Maynard, 29 at the time of her death, has become a symbol in a growing movement advocating that terminally ill people should have control over how they die. Several organizations, including Compassion & Choices, are pushing to pass laws to allow that. Maynard was experiencing chronic pain and seizures and was terrified of going blind or suffering a stroke from the tumor. So she moved from California to Oregon in 2014 to take advantage of the law there allowing a doctor to aid her death. The practice has since been signed into law in California, but will not go into effect until June. It's currently not legal in 45 other states.

LaPook speaks to Maynard's husband, Dan Diaz, who defends the practice, and also to Dr. William Toffler, who works alongside Walsh in the same hospital. He worries doctors may not know patients well enough to know if they are depressed. He also believes the Oregon law is flawed because it requires no tracking of patients once they get the drugs. There have been about 30 reported complications among the approximately 1,000 people who have been prescribed the overdoses. But Toffler is against the protocol for a more basic reason.

"We are no longer providers for the health and well-being of patients until they...die naturally...we're now actually hastening death by giving people massive overdoses.

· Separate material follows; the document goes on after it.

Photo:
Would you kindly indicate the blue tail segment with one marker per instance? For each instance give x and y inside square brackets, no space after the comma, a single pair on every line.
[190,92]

This is an inherent conflict of interest for doctors," he tells LaPook.

Californian Elizabeth Wallner, suffering from colon cancer for four years, sued the state for the right to end her life with drugs. She not only wants to escape suffering at the end of her life, but spare her 20-year-old son the burden of seeing that suffering. "I don't believe in a God that would want me to suffer and struggle to death," says Wallner, who says she was raised Catholic. She points out that she does understand another argument against Aid in Dying, that there is beauty in the struggle. But she recalls looking at her son's face while he helped her during her struggle. "And I just realized in that moment that I can only take so much and my family can only take so much."